DERRICK ADAMS: FIGURES IN THE URBAN LANDSCAPE
NOVEMBER 8TH, 2017 – JANUARY 6TH, 2018
OPENING RECEPTION: NOVEMBER 8TH, 6 – 8 PM
Tilton Gallery is delighted to present Derrick Adams' newest body of work, Figures in the Urban Landscape, from November 8th, 2017 through January 6th, 2018. It will be his fourth solo show with the gallery. A reception for the artist will be held Wednesday, November 8th from 6 to 8pm.
Derrick Adams is a New York–based, multidisciplinary artist, working in performance, video, sound, paint, textile- and paper-based collage, and multimedia sculpture. His practice is rooted in deconstructivist philosophies such as the fragmentation and manipulation of structure and surface, and the marriage of complex and improbable forms. Through these techniques, Adams examines the forces of popular culture and the media and their effects on the perception and construction of self-image.
As a natural evolution of Adams’ Deconstruction Worker series, this latest iteration of mixed media works on paper and wood panel employ acrylic paint, ink, pencil, fabric and model cars to create faceted figures that now move further in the direction of more fully-formed figures, asserting his position on the subjects of portraiture and identity.
Within some of the portraits there are roads, providing equal presence to the figure and landscape, each with their own level of entry and dimensionality. The roads are topographical and the figures can be seen as either looking into or out from the grid pattern, as one would look inside or outside of a window.
With these works, the figure and the landscape are reflective of each other, posing questions, such as, “Where am I? Where does this road lead?” Offering answers, “I am central to the narrative. I constructed the environment around me.” The cars affixed to the road emphasize the surface and composition, offering movement, direction and navigation.
The plaid textiles within the work are in conversation with the grid, drawing attention to our influence upon the landscape, or conversely, how it informs us and our decision-making. The plaids serve to illustrate how we occupy and pass through spaces and, consciously or unconsciously, compliment the grid.
Placed within the Western influenced plaid patterns are African-inspired printed fabrics. These inset circles illustrate the additional dimension of the black American narrative and serve as an expression of African lineage.
As with previous works related to this series, Adams’ new work has many precedents in earlier Modern and Contemporary art.

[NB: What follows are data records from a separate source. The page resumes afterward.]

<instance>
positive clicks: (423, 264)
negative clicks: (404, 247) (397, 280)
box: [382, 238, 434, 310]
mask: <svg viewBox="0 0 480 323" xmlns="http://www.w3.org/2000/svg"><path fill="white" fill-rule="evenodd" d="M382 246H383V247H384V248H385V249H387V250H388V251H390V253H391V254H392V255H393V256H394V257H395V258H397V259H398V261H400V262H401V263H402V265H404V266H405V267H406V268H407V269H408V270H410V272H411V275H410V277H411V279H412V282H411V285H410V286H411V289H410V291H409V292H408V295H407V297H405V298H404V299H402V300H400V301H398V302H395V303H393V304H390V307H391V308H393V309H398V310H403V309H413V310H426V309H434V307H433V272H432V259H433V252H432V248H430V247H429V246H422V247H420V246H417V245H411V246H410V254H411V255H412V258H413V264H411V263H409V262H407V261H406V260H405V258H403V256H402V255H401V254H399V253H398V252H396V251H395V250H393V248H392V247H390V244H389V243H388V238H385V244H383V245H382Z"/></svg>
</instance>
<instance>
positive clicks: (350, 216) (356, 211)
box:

Formal spacial constructs and his clear, bright use of color hark back to the early 20th century as well as to mid-century Pop art, while his approach to collage and breakdown of the figure acknowlege earlier figurative artists such as Romare Bearden. Architectural processes and their different presentation strategies also play an important role in the work: footprints, floor plans, elevation sections, visual renderings and the constructed object act as various developmental states and approaches and serve as a comparative investigation into the physical construction of the figure.

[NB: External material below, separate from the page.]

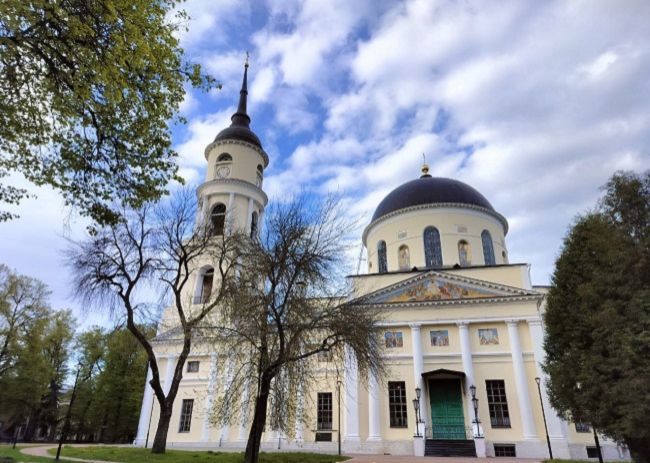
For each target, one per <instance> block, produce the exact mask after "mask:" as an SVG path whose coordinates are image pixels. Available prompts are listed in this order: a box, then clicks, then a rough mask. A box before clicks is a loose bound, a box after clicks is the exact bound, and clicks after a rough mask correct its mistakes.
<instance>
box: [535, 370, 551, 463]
mask: <svg viewBox="0 0 650 463" xmlns="http://www.w3.org/2000/svg"><path fill="white" fill-rule="evenodd" d="M535 382H536V383H537V392H538V393H539V404H540V405H541V406H542V418H544V431H546V443H547V444H548V455H549V457H550V459H551V460H552V459H553V450H552V449H551V438H550V437H548V425H547V424H546V412H545V411H544V401H543V400H542V386H541V384H542V378H540V377H539V376H538V377H536V378H535Z"/></svg>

The final images, surprisingly simple and even playful at first glance, present vibrant new interpretations of portraiture. Completely contemporary, Adams’ figures each have strong individual personalities that relate to the viewer as well as their environment and historical precedents.
Adams received his MFA from Columbia University, BFA from Pratt Institute, and is an alumni of the Skowhegan School of Painting and Sculpture, and the Sharpe-Walentas Studio Program. He has been the recipient of the Joyce Alexander Wein Artist Prize, Louis Comfort Tiffany Award, S.J. Weiler Award, and Agnes Martin Fellowship. He has exhibited and performed at MoMA PS1, Brooklyn Museum of Art, PERFORMA, Studio Museum in Harlem, Brooklyn Academy of Music, The California African American Museum and The Metropolitan Museum of Art, among other notable galleries and institutions. Adams’ work is in the permanent collections of the Studio Museum in Harlem, Virginia Museum of Fine Arts, Birmingham Museum, and the Metropolitan Museum of Art, New York.
Adams had a solo show at The California African American Museum, Los Angeles earlier this year and will be included in the upcoming Prospect.4, New Orleans. Patrick Kelly, The Journey, a current solo show of Adams’ work, is on exhibit at the Countee Cullen Library, New York, organized by the Studio Museum in Harlem, and he will have a one person exhibition at the Museum of Art and Design, New York opening this January, 2018. Adams lives and works in Brooklyn, NY.